No. of Recommendations: 14
There is no difference to my view between the actions of Hamas in October or the IDF currently, except that the IDF casualties are an order of magnitude greater already and climbing.
I think this is the fundamental disagreement.
There is a difference between deliberately making the intentional murder and kidnapping of noncombatants your objective, and conducting military operations against an attacking belligerent knowing that it will result in unintended civilian deaths. The fact that the physical outcome is the same to the dead people does not make the actions equivalent, either morally or under international law.
Hamas doesn't get a "free pass" to attack Israel without a responsive attack simply because they have embedded themselves (unlawfully) within a civilian population.
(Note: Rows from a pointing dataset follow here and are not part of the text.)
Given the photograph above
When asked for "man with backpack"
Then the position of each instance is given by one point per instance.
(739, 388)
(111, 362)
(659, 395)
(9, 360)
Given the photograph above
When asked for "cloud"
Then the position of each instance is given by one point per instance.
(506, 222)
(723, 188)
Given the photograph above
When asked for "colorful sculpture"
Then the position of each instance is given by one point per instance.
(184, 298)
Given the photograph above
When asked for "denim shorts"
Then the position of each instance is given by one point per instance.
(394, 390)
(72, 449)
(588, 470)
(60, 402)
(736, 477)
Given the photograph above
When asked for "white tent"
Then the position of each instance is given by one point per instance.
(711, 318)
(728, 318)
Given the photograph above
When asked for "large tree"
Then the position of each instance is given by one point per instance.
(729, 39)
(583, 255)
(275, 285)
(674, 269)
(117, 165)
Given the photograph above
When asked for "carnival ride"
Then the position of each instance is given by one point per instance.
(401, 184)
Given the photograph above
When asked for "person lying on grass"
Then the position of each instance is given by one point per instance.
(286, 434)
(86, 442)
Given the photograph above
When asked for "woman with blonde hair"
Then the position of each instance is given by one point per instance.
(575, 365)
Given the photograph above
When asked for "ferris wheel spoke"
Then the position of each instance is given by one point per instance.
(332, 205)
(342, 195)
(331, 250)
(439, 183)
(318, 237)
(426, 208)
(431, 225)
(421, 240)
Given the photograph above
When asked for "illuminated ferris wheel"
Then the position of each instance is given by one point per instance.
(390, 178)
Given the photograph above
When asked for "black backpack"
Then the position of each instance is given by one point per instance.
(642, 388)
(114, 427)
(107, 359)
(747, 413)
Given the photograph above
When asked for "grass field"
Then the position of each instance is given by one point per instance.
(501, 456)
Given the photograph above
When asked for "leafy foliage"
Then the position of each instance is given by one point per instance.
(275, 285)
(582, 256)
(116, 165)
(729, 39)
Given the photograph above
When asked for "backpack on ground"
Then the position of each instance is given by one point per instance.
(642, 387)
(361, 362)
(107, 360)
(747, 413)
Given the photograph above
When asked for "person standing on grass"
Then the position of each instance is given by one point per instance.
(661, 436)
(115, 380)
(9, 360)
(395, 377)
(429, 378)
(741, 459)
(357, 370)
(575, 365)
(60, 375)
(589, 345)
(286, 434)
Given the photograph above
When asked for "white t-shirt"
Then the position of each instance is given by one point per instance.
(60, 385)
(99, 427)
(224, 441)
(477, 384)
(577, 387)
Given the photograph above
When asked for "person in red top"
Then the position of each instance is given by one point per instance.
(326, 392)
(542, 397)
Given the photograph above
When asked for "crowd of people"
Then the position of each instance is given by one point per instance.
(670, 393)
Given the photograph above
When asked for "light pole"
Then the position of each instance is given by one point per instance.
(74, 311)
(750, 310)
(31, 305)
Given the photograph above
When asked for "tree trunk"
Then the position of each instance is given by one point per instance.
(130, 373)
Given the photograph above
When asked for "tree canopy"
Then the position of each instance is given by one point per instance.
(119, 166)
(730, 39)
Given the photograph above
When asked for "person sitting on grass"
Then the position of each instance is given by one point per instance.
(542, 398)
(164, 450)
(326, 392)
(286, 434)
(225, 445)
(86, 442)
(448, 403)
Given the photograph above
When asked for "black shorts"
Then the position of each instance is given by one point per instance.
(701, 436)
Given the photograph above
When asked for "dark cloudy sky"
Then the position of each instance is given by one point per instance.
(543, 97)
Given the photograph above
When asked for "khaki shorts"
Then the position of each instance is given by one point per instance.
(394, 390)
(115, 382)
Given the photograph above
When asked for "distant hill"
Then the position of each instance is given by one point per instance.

The fact that responsive combat against Hamas will unavoidably result in civilian casualties does not make the IDF's actions equivalent to Hamas' actions.
It's just false to claim a lack of difference between the intentional killing of noncombatants with the unavoidable and unintended killing of noncombatants.
How can anyone believe that the current action by the IDF will eradicate Hamas? Was the US military able to similarly eradicate the Viet Cong, or ISIS, or the Taliban. Fruitless endeavor. This looks to me more like a program designed to drive all the residents of Gaza south, claiming North Gaza for Israel.
I do. The US was able to substantially degrade the operational capacity of both Al Qaeda and ISIS to near-nil. The brand of Hamas might continue on (like those brands do) - but the specific organization as it presently is constituted can be degraded to near inutility. And the destruction of all of their physical resources in Gaza - the weapons and supply caches, tunnel networks, and other facilities - will substantially diminish the threat they pose.
Can we agree that Palestinians are human beings worthy of human rights, and not human animals as described by the Israeli defense minister?
Of course - although it's pretty clear from context that the Israeli defense minister was referring to Hamas (the people they are fighting against, and who committed the atrocities) and not the Palestinian people writ large. Well, clear unless you're predisposed to apply the worst possible interpretation on them because that's where your starting from.